To begin the story at the beginning, read "Part 1: Post 1: Beginning Again," published in January, 2013. To consult a description of the campus, read "Part 1: Post 14: The Greening of Campus," published in March, 2013.

Monday, November 26, 2018

Mastery Year 2: Part 7: Post 4: Feeling Gray

I don't feel like doing anything today.

The weather is gray and rainy, and the lovely snow we got two days ago--our first major snowfall of the year--has turned to gray, dirty slush. There are times, in weather like this, that I feel cozy, even contemplative, but today I just feel blah. I'd like to melt into slush myself, and perhaps I will.

It would probably help if I had something definite to do today, but instead I have nothing scheduled, no deadlines, and a long list of things I ought to do sooner or later and no idea which to do first.

We've just had Thanksgiving, usually a happy time, and I guess I enjoyed it, but my memory of the evening is somewhat marred for me because of the tremendous argument June and I had afterwards. We usually don't fight, so I suppose we don't have much practice fighting well.

We had a good time, so far as I can tell, helping to cook the meal a my parent's house, playing with our nephews and niece, and mildly stuffing our faces with good food. Then, as has become traditional, Allen and Kit--and this time, Lo--came over for dessert and coffee and a small dance-party erupted. Allen, I should say, is not a skilled dancer, but he makes his attempts with such unabashed joy that he might as well be. Kit spent much of her time dancing with Ruthie, my niece, not only having a good time but also showing her some moves.
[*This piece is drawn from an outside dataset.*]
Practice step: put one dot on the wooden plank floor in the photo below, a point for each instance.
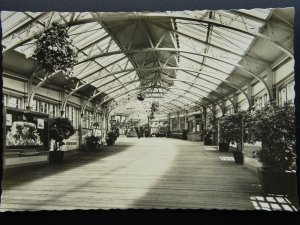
(135, 173)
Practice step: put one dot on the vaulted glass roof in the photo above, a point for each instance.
(178, 59)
The problem was that on the ride home--back to campus, I mean, June went oddly silent. Her few responses to me, and even the others, seemed distracted, clipped. I think the others noticed--Allen and Lo are both psychologists, after all--and they dropped us off with a rather perfunctory good-night. Allen gave me a significant look, which I didn't understand until later.
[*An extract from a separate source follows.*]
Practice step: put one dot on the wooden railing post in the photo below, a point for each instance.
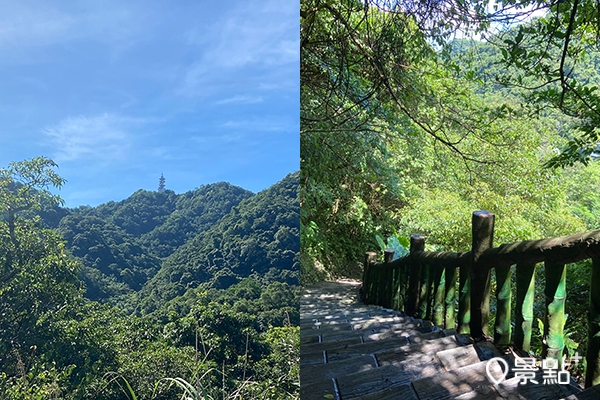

For the rest of the evening, as we put away our share of the left-overs and gradually got ready for bed, June kept picking on me. I know I should write out the whole scene (showing, not telling, as a good writer should), and probably would if I felt better, but suffice it to say I couldn't do anything right, and when I finally got tired of it and demanded she tell me what's going on, she said something that didn't make any sense:

"We always go to your parents' for the holidays!"

Which is, first, not literally true, and second, hardly my fault. Her parents live much farther away, and June's new job pretty much ensures that we can't take off enough time to go visit them very often.
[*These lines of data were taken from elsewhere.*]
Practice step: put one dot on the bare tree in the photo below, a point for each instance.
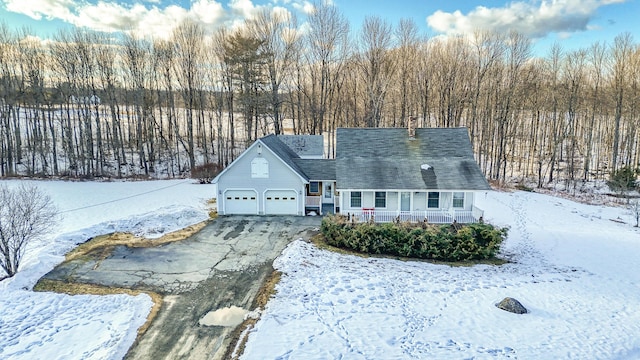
(26, 215)
(376, 66)
(278, 41)
(326, 50)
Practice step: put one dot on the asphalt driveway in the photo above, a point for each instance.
(222, 266)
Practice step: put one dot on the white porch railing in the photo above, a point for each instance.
(432, 216)
(313, 201)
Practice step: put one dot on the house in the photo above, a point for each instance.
(378, 173)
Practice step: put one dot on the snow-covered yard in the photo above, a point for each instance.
(572, 267)
(57, 326)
I argued back, but that wasn't right, either, and we ended up shouting at each other and I still don't really know why.

"You're blaming me for things I didn't even do!" I shouted, finally.

"I know!" she yelled back, as if this, too, were my fault.

We went to bed soon after, unable to resolve anything, and slept on opposite edges of our narrow bed.

Sometime in the middle of the night, though, without saying anything, she rolled over and wrapped her long, warm arms and legs, and her cold feet around me. In the morning, we enjoyed each other, and then I slept again. When I woke next, she had already left for work and the rain had started.